Exact Clausius-Clapeyron Equation
Along any phase boundary the chemical potentials are equal: $\mu^\alpha = \mu^\beta$. Differentiating while staying on the boundary:
$$dG_m^\alpha = dG_m^\beta \implies -S_m^\alpha dT + V_m^\alpha dp = -S_m^\beta dT + V_m^\beta dp$$ $$\boxed{\frac{dp}{dT} = \frac{\Delta_{\alpha\to\beta} S_m}{\Delta_{\alpha\to\beta} V_m} = \frac{\Delta_{\text{trs}} H}{T\,\Delta_{\text{trs}} V_m}}$$Liquid-Vapour Boundary — Approximate Form
For the liquid-vapour transition, $V_m(\text{gas}) \gg V_m(\text{liq})$ and treating vapour as ideal ($V_m^g = RT/p$):
$$\frac{dp}{dT} = \frac{p\,\Delta_{\text{vap}}H}{RT^2}$$Rearranging and integrating from reference point $(T_1, p_1)$ to $(T_2, p_2)$:
$$\ln\frac{p_2}{p_1} = -\frac{\Delta_{\text{vap}}H}{R}\left(\frac{1}{T_2}-\frac{1}{T_1}\right)$$Solid-Liquid Boundary
Both phases are condensed; $\Delta V_m$ is small and roughly constant. Integrating the exact equation:
$$p_2 - p_1 = \frac{\Delta_{\text{fus}}H}{T_{\text{fus}}\,\Delta_{\text{fus}}V_m}(T_2 - T_1)$$For water: $\Delta_{\text{fus}}H = 6.01$ kJ/mol, $\Delta_{\text{fus}}V_m = -1.63\times10^{-6}$ m³/mol (note: negative! ice is less dense), $T_{\text{fus}} = 273.15$ K, giving $dp/dT \approx -13.5$ MPa/K. Increasing pressure by 1 atm lowers the melting point by only 0.0075 K — skating on ice does not melt the ice by pressure alone.
Applications
- Vapour pressure elevation: predict $p(T)$ from one measured data point and $\Delta_{\text{vap}}H$.

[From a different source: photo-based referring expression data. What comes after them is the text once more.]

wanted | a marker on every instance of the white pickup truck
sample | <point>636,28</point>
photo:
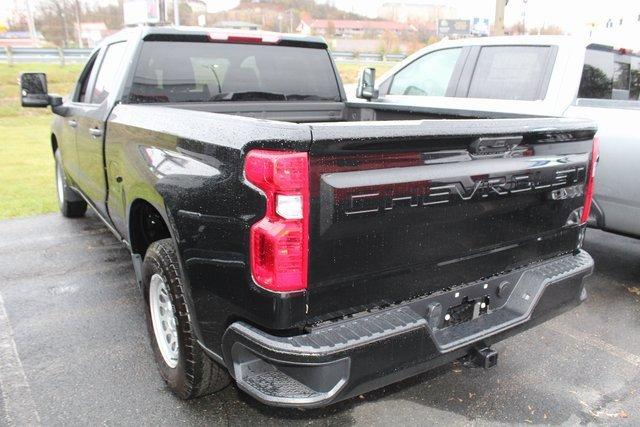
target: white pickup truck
<point>539,75</point>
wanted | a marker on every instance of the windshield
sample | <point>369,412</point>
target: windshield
<point>170,71</point>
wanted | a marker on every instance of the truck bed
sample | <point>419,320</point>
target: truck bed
<point>399,208</point>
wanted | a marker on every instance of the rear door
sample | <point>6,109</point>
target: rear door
<point>609,94</point>
<point>91,118</point>
<point>66,132</point>
<point>403,209</point>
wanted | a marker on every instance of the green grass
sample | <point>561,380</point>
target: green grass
<point>26,163</point>
<point>26,167</point>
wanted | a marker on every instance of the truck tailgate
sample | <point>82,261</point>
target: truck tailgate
<point>402,209</point>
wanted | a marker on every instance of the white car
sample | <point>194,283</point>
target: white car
<point>538,75</point>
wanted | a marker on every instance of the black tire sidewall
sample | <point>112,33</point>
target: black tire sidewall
<point>155,262</point>
<point>70,204</point>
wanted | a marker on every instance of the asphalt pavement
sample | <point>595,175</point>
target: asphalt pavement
<point>74,350</point>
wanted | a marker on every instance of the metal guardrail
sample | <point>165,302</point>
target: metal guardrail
<point>12,55</point>
<point>63,55</point>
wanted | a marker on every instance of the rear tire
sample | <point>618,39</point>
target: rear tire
<point>182,363</point>
<point>70,203</point>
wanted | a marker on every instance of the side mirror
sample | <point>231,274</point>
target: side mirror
<point>366,84</point>
<point>33,90</point>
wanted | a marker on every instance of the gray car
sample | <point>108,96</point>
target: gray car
<point>539,75</point>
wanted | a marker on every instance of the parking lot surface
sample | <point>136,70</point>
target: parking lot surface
<point>74,350</point>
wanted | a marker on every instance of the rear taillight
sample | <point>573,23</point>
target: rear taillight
<point>279,252</point>
<point>588,193</point>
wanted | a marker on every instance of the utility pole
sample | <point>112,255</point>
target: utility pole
<point>498,22</point>
<point>524,16</point>
<point>31,23</point>
<point>78,24</point>
<point>176,13</point>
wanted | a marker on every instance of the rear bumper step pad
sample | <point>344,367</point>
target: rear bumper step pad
<point>338,360</point>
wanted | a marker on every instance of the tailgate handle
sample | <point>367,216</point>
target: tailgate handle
<point>494,145</point>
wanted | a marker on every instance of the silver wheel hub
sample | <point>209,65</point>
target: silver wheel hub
<point>163,319</point>
<point>59,184</point>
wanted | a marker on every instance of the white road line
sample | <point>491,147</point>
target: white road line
<point>596,342</point>
<point>19,407</point>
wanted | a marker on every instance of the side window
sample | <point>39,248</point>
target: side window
<point>106,81</point>
<point>89,70</point>
<point>428,75</point>
<point>510,72</point>
<point>634,92</point>
<point>597,74</point>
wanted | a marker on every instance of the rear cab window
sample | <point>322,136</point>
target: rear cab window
<point>512,72</point>
<point>217,72</point>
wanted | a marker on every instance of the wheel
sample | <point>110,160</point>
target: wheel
<point>184,366</point>
<point>70,203</point>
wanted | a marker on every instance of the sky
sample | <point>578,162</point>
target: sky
<point>571,15</point>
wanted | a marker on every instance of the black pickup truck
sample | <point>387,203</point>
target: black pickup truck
<point>312,248</point>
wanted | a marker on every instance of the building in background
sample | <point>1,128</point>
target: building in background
<point>416,12</point>
<point>349,28</point>
<point>21,39</point>
<point>237,25</point>
<point>454,28</point>
<point>92,32</point>
<point>620,30</point>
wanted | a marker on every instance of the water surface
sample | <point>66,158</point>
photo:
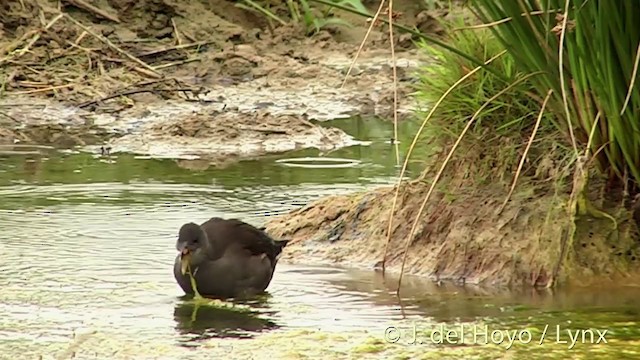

- Boiling point at altitude: lower $p$ means lower boiling point ($\sim$95°C at 3000 m elevation).
- Freeze-drying: operate below the triple point pressure to sublime water directly.
- Pressure-cooking: higher $p$ raises boiling point, accelerating cooking.